L’arcivescovo non nasconde inoltre il fatto che il negazionismo climatico lambisca anche le popolazioni cristiane: “Ci sono certamente delle aree del mondo nelle quali la Chiesa forse è più influenzata dai negazionisti, penso in particolare agli Stati Uniti, ma ci sono soprattutto delle fasce di cattolici in Italia e in Europa che fanno l’occhiolino a queste teorie, che non sono assolutamente scientifiche e sulle quali, ripeto, il Papa si è pronunciato”. Sulla necessità di agire, a partire dalle comunità cristiane, non ci sono dubbi: “Credo – osserva – che esista la sensibilità crescente ma non possiamo aspettare a lungo. Non possiamo aspettare dei tempi che non arriveranno mai e farci sorpassare da questo timer che ci dice che non possiamo andare oltre l’aumento di due gradi, senza trovarci in una situazione irreversibile”.
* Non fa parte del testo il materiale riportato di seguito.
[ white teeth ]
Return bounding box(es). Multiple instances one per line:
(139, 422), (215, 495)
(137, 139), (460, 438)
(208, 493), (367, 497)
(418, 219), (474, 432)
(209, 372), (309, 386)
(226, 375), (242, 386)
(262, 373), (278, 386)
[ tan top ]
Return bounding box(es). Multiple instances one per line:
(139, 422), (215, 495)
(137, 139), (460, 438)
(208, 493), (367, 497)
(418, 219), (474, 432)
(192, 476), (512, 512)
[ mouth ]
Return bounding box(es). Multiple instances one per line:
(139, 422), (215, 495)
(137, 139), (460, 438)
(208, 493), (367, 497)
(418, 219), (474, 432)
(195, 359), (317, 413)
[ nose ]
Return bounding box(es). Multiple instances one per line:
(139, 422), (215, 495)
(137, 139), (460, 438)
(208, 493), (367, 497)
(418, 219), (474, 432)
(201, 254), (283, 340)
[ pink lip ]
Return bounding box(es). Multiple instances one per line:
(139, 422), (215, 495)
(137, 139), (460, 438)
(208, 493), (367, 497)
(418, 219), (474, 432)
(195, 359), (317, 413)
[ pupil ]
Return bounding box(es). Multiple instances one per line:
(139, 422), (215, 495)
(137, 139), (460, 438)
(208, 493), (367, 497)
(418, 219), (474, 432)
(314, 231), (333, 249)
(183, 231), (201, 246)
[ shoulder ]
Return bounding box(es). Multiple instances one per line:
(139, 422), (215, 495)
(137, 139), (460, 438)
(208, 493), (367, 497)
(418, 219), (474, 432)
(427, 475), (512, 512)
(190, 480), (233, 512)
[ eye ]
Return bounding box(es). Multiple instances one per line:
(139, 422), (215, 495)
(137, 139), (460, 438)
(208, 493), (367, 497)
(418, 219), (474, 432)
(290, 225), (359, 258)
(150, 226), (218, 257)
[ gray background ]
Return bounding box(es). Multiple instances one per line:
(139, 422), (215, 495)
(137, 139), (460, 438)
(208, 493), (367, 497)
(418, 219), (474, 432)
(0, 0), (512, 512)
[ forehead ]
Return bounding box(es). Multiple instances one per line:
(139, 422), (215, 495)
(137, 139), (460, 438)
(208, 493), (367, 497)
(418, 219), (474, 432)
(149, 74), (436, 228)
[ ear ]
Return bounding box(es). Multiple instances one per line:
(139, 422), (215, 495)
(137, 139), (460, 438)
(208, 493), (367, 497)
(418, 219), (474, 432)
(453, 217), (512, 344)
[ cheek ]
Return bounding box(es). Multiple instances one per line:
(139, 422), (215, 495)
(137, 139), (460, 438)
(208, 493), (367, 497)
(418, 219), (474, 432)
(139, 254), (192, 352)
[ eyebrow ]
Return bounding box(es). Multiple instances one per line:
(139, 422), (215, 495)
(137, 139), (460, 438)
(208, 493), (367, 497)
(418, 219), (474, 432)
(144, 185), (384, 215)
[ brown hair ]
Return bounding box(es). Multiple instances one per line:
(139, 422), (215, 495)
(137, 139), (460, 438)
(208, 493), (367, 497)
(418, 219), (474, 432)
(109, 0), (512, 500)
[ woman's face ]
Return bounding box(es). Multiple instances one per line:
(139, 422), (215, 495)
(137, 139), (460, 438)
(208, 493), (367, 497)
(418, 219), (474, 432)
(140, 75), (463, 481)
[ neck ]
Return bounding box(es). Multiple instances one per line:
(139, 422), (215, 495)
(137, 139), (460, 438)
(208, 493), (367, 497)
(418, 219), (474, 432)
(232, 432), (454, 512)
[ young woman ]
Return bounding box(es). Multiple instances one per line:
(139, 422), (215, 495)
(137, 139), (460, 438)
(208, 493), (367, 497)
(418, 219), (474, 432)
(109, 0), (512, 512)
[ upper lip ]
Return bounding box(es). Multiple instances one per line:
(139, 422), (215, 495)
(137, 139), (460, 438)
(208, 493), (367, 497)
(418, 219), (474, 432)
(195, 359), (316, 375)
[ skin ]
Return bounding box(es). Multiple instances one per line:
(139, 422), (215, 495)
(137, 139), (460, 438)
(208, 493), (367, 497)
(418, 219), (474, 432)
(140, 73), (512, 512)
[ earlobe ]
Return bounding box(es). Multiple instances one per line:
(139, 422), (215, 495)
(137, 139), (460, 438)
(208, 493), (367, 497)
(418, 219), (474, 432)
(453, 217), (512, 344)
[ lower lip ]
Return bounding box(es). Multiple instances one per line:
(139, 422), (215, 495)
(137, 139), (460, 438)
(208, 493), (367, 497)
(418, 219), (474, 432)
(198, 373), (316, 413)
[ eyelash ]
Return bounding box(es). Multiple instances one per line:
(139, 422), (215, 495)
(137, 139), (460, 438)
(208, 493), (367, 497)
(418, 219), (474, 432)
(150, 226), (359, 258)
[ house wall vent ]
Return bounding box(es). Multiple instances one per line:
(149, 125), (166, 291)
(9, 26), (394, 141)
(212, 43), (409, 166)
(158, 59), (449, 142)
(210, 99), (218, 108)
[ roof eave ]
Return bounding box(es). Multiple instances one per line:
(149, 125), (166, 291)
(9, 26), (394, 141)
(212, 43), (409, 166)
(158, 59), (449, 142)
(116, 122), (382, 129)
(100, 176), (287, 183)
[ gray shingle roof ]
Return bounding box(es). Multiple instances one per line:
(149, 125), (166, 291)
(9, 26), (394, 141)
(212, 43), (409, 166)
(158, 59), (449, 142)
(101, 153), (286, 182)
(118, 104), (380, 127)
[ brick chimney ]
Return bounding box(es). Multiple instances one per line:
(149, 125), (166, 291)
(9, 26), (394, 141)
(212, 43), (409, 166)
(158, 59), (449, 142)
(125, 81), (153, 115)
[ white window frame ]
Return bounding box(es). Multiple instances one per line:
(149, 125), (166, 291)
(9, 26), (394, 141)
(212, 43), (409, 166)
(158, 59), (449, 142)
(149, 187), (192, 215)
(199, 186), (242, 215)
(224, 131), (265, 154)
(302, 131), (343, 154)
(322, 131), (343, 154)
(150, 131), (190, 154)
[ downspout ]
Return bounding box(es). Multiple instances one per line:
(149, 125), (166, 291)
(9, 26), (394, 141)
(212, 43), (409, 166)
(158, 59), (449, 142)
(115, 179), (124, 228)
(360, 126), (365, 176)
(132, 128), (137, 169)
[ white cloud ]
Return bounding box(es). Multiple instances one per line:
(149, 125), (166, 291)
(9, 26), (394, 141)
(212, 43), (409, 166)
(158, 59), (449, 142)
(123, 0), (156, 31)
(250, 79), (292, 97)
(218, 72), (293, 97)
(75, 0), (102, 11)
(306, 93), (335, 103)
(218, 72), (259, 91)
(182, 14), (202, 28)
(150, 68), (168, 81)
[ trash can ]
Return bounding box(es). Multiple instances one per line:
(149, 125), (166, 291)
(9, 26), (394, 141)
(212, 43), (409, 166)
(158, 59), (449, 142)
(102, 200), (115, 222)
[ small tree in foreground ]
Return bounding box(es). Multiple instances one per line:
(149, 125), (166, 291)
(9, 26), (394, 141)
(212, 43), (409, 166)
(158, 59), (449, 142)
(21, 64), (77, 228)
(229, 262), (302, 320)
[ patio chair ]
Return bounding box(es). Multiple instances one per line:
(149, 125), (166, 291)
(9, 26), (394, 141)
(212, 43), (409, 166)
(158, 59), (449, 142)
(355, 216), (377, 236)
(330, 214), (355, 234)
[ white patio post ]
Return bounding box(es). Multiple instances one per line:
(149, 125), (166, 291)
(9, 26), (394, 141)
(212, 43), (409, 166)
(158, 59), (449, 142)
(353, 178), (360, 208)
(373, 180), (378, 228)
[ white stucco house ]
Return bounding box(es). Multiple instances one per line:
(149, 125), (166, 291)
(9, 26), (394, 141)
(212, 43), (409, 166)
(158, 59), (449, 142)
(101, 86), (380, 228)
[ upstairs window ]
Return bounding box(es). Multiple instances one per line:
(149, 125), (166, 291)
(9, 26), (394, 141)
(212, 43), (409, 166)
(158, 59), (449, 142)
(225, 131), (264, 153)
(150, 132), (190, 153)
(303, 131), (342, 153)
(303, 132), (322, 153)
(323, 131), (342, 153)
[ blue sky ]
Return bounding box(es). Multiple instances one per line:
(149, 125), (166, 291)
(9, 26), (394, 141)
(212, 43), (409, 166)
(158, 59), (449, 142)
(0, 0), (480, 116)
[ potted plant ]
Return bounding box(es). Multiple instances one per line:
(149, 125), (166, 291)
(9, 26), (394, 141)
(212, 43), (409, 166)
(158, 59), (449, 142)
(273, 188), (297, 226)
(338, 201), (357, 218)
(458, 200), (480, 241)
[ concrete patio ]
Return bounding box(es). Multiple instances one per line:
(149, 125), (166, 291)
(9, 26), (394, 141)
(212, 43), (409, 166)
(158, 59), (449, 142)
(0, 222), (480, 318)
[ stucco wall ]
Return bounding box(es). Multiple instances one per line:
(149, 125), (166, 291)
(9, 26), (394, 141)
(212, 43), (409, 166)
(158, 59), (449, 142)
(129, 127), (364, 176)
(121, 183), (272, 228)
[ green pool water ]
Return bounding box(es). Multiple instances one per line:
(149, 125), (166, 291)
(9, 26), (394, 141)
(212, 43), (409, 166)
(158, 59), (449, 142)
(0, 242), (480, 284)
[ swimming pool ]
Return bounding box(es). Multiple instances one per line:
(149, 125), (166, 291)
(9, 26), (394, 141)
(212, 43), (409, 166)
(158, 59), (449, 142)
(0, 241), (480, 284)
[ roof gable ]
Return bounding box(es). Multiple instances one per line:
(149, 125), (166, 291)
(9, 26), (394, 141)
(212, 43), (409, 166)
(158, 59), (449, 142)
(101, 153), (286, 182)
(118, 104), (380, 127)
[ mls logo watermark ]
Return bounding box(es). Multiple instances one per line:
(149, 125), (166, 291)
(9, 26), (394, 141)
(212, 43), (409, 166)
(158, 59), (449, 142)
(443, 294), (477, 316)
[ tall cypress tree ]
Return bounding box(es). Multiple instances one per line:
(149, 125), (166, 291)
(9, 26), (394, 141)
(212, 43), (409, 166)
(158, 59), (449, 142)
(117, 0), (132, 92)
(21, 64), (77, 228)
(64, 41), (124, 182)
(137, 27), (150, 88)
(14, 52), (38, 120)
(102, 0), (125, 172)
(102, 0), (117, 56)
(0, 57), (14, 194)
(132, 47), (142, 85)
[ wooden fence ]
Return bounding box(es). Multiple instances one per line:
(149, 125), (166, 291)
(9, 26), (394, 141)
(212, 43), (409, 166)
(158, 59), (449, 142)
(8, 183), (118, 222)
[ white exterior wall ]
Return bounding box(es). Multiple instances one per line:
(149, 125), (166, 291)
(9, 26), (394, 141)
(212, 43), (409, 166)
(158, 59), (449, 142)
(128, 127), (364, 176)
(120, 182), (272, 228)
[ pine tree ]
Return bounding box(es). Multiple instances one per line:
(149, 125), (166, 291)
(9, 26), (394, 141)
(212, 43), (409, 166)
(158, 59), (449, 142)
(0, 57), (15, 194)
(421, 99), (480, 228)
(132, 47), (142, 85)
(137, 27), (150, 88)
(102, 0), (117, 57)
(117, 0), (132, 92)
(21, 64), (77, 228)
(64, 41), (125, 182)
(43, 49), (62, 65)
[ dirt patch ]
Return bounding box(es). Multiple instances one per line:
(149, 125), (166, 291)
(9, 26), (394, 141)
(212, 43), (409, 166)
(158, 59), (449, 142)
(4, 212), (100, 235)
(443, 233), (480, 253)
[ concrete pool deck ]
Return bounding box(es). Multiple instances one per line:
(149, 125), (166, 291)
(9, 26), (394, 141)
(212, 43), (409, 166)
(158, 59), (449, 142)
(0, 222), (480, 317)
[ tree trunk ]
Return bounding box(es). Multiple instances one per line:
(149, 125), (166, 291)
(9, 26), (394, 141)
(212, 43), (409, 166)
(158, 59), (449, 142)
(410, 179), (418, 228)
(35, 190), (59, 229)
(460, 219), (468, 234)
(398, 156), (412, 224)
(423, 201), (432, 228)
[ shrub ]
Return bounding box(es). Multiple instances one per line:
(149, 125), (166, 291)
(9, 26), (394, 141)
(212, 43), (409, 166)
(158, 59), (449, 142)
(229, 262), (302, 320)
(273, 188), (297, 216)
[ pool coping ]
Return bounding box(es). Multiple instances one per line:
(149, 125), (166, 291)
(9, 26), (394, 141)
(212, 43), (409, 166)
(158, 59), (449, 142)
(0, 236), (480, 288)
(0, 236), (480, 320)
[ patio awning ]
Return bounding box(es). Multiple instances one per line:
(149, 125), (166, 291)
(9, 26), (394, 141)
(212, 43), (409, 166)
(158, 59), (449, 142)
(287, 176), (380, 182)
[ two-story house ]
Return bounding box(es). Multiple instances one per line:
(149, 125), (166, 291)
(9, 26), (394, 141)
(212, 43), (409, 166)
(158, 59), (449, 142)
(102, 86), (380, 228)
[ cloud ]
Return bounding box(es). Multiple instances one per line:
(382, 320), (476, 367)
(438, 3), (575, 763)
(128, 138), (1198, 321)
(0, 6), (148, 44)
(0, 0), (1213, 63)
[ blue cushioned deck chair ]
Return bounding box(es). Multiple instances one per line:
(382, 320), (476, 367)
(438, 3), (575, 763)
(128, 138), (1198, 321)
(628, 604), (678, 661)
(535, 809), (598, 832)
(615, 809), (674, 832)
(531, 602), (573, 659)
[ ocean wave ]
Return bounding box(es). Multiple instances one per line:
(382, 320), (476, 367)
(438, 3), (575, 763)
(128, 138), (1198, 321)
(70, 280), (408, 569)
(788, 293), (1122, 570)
I diversi movimenti sorti intorno alle tematiche ambientali in Italia sembrano comunque pronti alle sfide. A parlarne è Ilaria Beretta, professore associato di Sociologia dell’ambiente e del territorio dell’Università Cattolica del Sacro Cuore di Milano. “La Settimana – afferma – sta interpretando in maniera corretta quello che sta avvenendo nel Paese e può essere l’occasione, come dice Papa Francesco, che ci sia un cambiamento affinché Trieste non sia uno spazio da occupare ma un’opportunità per iniziare i processi”. Come ricorda la docente,
“l’idea della giustizia ambientale, intrecciata alla giustizia sociale, la troviamo in Francesco, dove però ritroviamo anche forte il concetto di fratellanza”.
La professoressa rammenta anche come il costituzionalista Sabino Cassese in merito alla partecipazione suggerisca di applicare sei regole che spingono a informare, ascoltare, dibattere, ponderare, decidere in maniera ragionata e fornire una motivazione. In relazione a queste indicazioni, “ho visto – conclude – uno stretto legame nel documento preparatorio per la Settimana sociale di Trieste. In particolare riguardo all’azione collettiva, quando si dice che ‘la partecipazione diventa elemento trainante, potente energetico, che rinforza l’unità, o – meglio – partecipando, esponendosi, ascoltandosi, ci fa riscoprire fratelli, più uniti e un po’ più coraggiosi, rinvigoriti di quella forza che permette di aprirsi, di trovare nuove strade, di intraprendere nuovi progetti’”.